Leader of Progressief Nederland in the House of Representatives
- Incumbent
- Assumed office 1 July 2026
- Preceded by: Post established

Leader of GroenLinks–PvdA in the House of Representatives
- In office 3 November 2025 – 1 July 2026
- Preceded by: Frans Timmermans
- Succeeded by: Post abolished

Leader of GroenLinks
- In office 12 May 2015 – 1 July 2026
- Preceded by: Bram van Ojik
- Succeeded by: Post abolished

Leader of GroenLinks in the House of Representatives
- In office 12 May 2015 – 27 October 2023
- Preceded by: Bram van Ojik
- Succeeded by: Post abolished

Member of the House of Representatives
- Incumbent
- Assumed office 17 June 2010

Personal details
- Born: Jesse Feras Klaver 1 May 1986 (age 40) Roosendaal, Netherlands
- Party: Progressief Nederland (since 2026)
- Other political affiliations: GroenLinks (2006–2026) Labour (2023–2026)
- Spouse: Jolein Klaver ​(m. 2013)​
- Children: 4
- Alma mater: Avans University of Applied Sciences
- Occupation: Politician, trade unionist
- Website: www.jesseklaver.nl

= Jesse Klaver =

Dutch politician (born 1986)

Jesse Feras Klaver (born 1 May 1986) is a Dutch politician who has served as leader of Progressief Nederland (PRO) in the House of Representatives since 2025, a member of the House of Representatives since 2010 and Leader of GroenLinks from 2015 until its merge into PRO. Prior to this, he chaired the youth union of the Christian National Trade Union Federation from 2009 to 2010.

==Early life==
Jesse Feras Klaver was born on 1 May 1986 in Roosendaal. His father has a Riffian-Moroccan background and his mother has a mixed Dutch and Indonesian background. He grew up in a social housing project without the presence of his father. His grandparents played a large role in his upbringing. Between 1999 and 2004, he attended the VMBO at the Waldorf school Michael College in Prinsenbeek.

Between 2006 and 2009, he was member of the board of DWARS, the youth organization of GroenLinks. First, he was duo-chair for organization matters, later he was secretary and then he was elected chair. As chair, he supported the "freedom-loving course set by Femke Halsema" against the more communitarian elements within the party. In addition to serving in this function, he studied social work at the Avans and the transition program for the master political science at the University of Amsterdam. He quit the transition program before finishing it.

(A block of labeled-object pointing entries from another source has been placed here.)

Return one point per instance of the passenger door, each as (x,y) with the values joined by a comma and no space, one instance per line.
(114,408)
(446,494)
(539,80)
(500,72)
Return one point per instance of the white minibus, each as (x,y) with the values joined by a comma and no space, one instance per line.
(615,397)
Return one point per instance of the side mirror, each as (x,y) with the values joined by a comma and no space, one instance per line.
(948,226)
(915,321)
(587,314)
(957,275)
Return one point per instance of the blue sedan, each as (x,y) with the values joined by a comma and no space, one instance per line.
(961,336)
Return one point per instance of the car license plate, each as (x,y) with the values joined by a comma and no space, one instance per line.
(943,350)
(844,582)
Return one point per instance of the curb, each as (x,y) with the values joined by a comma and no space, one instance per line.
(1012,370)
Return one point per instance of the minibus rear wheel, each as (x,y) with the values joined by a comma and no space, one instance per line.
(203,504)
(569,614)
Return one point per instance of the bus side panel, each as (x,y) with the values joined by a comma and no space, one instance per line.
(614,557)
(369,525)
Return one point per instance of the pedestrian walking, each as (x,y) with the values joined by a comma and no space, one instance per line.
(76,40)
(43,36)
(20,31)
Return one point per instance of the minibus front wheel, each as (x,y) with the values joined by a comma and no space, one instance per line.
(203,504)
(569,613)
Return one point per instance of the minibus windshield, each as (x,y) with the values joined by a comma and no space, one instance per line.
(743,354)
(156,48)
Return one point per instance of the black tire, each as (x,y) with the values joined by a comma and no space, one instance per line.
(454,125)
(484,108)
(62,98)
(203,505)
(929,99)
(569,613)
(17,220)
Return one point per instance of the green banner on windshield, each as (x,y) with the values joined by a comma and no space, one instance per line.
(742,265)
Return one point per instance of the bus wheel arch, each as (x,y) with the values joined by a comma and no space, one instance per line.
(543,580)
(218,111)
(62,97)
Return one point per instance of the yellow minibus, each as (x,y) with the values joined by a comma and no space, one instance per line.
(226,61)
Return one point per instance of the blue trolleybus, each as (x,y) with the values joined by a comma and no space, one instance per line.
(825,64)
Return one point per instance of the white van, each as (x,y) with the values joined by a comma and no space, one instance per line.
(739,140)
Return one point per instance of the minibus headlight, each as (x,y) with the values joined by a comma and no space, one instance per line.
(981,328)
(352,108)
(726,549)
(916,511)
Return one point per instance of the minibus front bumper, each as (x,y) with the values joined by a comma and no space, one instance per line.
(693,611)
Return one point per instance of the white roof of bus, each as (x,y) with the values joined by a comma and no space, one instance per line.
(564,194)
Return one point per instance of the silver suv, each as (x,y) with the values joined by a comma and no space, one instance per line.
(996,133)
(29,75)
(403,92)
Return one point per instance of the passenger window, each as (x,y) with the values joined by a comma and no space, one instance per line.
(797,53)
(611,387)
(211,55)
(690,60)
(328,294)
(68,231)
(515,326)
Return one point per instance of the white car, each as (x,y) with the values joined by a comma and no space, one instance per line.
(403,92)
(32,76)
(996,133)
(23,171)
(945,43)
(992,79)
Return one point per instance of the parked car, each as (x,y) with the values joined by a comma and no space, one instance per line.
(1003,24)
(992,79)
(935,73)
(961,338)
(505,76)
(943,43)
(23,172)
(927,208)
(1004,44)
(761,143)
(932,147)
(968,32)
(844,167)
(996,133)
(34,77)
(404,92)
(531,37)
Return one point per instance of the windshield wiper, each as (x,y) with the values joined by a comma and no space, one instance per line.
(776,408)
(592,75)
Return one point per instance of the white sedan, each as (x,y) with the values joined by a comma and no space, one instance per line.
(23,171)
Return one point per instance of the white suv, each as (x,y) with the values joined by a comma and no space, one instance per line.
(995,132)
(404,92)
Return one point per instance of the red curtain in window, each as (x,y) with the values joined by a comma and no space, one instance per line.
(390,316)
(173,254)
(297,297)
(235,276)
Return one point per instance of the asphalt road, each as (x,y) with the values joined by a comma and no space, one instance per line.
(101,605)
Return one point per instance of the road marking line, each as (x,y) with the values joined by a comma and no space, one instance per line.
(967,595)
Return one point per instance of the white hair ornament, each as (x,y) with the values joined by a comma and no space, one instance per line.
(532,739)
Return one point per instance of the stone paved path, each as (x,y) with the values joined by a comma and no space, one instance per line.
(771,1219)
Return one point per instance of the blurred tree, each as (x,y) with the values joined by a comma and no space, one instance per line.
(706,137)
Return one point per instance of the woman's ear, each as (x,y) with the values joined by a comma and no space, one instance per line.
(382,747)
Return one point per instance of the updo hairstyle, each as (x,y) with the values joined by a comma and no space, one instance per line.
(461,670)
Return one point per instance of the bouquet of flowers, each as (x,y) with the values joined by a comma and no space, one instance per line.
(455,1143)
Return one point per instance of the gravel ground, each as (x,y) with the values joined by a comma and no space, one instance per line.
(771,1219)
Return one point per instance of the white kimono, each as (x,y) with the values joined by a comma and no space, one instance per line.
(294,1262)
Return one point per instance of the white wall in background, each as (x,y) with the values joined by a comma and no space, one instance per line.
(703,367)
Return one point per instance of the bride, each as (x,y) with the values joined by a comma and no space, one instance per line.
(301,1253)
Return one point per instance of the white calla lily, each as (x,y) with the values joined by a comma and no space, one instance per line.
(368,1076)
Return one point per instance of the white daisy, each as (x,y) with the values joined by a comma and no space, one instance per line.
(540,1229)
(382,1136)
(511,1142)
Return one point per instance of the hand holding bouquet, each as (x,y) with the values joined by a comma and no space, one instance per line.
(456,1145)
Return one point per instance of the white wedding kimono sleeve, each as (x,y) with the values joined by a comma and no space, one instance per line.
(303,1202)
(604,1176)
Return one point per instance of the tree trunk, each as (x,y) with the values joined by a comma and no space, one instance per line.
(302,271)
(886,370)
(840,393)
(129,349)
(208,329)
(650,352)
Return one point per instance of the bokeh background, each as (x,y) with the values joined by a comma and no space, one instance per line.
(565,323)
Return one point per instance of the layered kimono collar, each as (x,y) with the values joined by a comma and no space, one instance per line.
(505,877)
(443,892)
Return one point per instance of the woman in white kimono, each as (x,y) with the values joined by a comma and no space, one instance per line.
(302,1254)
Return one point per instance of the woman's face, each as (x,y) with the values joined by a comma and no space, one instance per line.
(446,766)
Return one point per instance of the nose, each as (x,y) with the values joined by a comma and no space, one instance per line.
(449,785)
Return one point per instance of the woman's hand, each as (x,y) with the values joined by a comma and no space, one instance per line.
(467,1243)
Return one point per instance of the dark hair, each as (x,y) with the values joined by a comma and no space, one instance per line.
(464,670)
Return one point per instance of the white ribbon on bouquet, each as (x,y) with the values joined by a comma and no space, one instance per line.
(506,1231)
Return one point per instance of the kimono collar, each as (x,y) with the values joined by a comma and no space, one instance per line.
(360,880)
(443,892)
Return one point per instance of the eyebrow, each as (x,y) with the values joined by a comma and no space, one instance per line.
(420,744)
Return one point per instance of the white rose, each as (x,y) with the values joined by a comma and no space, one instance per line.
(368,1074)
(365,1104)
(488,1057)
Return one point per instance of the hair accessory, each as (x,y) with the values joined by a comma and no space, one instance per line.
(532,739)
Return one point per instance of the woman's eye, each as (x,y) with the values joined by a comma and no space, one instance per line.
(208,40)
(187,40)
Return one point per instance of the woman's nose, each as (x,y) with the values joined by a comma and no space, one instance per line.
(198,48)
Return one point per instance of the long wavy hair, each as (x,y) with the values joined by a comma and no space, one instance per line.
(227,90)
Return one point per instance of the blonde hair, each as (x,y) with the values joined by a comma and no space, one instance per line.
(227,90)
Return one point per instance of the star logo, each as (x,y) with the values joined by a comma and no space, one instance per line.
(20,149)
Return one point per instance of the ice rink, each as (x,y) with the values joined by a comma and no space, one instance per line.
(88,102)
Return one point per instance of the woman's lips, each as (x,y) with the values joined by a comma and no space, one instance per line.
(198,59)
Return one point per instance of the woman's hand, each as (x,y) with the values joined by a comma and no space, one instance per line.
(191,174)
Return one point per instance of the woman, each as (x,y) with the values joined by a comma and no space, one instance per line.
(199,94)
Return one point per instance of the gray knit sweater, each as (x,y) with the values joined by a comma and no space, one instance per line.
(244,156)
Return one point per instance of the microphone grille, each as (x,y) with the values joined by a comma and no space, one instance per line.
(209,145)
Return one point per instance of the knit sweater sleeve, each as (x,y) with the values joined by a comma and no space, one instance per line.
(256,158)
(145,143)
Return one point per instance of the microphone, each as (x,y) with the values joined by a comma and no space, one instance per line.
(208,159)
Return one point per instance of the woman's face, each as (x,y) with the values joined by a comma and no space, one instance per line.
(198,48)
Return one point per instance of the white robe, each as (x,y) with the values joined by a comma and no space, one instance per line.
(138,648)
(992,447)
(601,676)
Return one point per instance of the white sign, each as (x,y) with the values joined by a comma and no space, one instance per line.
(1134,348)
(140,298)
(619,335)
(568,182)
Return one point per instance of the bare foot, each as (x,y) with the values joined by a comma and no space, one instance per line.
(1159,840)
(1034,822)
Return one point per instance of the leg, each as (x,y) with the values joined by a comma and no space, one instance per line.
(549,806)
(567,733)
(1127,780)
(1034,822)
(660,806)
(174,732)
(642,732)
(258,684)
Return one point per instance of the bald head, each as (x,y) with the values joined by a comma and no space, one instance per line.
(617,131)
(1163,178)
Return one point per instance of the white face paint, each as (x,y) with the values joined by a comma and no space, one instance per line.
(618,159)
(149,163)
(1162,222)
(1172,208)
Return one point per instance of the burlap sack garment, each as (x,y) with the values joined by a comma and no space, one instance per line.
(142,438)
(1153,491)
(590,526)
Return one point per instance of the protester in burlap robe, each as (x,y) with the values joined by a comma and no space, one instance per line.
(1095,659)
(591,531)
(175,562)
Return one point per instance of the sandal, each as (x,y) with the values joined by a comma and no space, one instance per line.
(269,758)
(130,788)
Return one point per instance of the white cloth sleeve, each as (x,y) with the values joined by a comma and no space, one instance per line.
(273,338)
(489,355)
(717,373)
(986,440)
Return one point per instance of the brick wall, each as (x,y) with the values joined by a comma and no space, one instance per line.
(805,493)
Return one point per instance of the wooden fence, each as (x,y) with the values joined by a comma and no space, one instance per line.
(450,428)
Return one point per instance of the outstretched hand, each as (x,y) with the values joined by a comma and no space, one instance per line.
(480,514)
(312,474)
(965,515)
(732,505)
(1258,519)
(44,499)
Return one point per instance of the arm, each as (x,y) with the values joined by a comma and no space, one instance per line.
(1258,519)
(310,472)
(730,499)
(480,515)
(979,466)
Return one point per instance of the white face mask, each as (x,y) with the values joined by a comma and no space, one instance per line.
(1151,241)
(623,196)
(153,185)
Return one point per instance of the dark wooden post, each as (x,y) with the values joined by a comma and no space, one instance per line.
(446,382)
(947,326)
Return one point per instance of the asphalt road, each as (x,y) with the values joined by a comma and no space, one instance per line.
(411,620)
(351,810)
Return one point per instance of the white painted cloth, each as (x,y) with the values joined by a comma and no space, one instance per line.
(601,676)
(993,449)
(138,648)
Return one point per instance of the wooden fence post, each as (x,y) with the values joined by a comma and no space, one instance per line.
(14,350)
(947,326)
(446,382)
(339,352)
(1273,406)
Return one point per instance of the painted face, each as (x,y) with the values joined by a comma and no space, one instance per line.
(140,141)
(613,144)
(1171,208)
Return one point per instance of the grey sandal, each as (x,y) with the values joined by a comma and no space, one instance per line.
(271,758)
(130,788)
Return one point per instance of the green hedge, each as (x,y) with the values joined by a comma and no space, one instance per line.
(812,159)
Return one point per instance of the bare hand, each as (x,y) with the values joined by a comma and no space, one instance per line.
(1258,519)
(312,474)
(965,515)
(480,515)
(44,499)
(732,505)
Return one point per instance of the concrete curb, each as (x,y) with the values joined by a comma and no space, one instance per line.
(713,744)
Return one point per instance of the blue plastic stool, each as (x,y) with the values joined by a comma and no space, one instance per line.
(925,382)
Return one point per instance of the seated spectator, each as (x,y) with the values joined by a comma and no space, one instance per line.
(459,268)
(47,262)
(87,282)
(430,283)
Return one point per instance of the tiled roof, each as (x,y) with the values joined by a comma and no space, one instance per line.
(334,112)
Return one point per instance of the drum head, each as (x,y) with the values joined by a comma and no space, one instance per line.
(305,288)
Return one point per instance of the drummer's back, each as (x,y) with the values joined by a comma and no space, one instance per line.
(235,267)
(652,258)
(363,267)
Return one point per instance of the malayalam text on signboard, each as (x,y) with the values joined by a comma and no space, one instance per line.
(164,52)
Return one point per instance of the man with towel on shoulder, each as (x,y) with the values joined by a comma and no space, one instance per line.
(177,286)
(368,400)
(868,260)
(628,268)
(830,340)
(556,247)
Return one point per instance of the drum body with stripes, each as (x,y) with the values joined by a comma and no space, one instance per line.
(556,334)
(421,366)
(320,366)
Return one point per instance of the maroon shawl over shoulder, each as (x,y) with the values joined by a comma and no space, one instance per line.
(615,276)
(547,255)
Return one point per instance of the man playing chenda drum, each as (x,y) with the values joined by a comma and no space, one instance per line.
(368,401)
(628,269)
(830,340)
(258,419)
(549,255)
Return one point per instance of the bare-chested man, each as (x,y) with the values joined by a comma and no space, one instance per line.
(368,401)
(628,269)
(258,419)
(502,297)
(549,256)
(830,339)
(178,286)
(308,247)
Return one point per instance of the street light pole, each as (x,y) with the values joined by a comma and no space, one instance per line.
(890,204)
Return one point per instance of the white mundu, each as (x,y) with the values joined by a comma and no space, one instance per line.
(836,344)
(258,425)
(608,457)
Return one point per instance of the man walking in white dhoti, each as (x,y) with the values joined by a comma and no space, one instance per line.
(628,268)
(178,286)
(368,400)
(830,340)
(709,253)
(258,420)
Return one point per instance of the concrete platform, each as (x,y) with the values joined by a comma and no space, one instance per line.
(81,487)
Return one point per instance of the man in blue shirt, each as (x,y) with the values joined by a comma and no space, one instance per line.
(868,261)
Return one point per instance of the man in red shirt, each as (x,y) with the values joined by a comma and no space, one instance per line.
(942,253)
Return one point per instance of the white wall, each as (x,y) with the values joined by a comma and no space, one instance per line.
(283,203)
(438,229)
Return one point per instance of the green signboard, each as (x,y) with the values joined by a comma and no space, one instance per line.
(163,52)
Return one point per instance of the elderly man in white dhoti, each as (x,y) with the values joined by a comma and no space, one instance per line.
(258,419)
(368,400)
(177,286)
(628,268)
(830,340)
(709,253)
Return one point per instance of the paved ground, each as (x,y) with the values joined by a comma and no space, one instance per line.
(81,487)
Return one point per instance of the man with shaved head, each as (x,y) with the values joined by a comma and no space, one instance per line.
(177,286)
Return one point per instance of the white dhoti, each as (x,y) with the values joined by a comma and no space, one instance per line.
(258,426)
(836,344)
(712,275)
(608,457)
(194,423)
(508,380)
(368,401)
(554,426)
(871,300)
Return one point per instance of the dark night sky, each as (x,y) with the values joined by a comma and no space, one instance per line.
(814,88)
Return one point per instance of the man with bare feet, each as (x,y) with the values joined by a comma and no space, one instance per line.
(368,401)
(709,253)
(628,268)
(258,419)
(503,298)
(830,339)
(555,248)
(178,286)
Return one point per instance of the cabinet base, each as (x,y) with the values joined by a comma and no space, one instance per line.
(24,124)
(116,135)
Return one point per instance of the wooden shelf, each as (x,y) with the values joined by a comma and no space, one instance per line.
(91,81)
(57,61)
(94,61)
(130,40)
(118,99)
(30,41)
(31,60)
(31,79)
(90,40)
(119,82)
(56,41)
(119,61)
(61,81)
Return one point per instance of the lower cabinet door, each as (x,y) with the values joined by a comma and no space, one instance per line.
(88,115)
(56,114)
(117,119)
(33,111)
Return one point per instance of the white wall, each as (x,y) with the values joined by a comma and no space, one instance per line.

On 17 September 2009, he was elected chair of the youth union of the CNV. As chair he announced he would put less emphasis on the Christian character of the CNV. He supported raising the retirement age to 67. On 1 December 2009, he was appointed to the Social and Economic Council. Being 23 years old, he was the youngest member ever to sit on this council. In addition to chairing the CNV youth union, he co-authored the 2010 GroenLinks election manifesto; he was member of the board of the Christian Social Youth Congress and he was founder of the climate NGO Youth Copenhagen Coalition.

==Political career==
In 2010, Klaver was placed seventh on the list of GroenLinks for the 2010 elections. GroenLinks won ten seats. Klaver became spokesperson social affairs, employment, education and sport. His maiden speech concerned higher education.

In 2010, he was nominated as "political talent of the year" by political journalists. For the 2012 elections Klaver headed the campaign team of GroenLinks and he was fourth on the list of candidates of GroenLinks. This was enough to be elected, as GroenLinks got exactly four seats. His TEDtalk in the late-night talk show Pauw & Witteman in January 2013, was chosen as the best of five young politicians.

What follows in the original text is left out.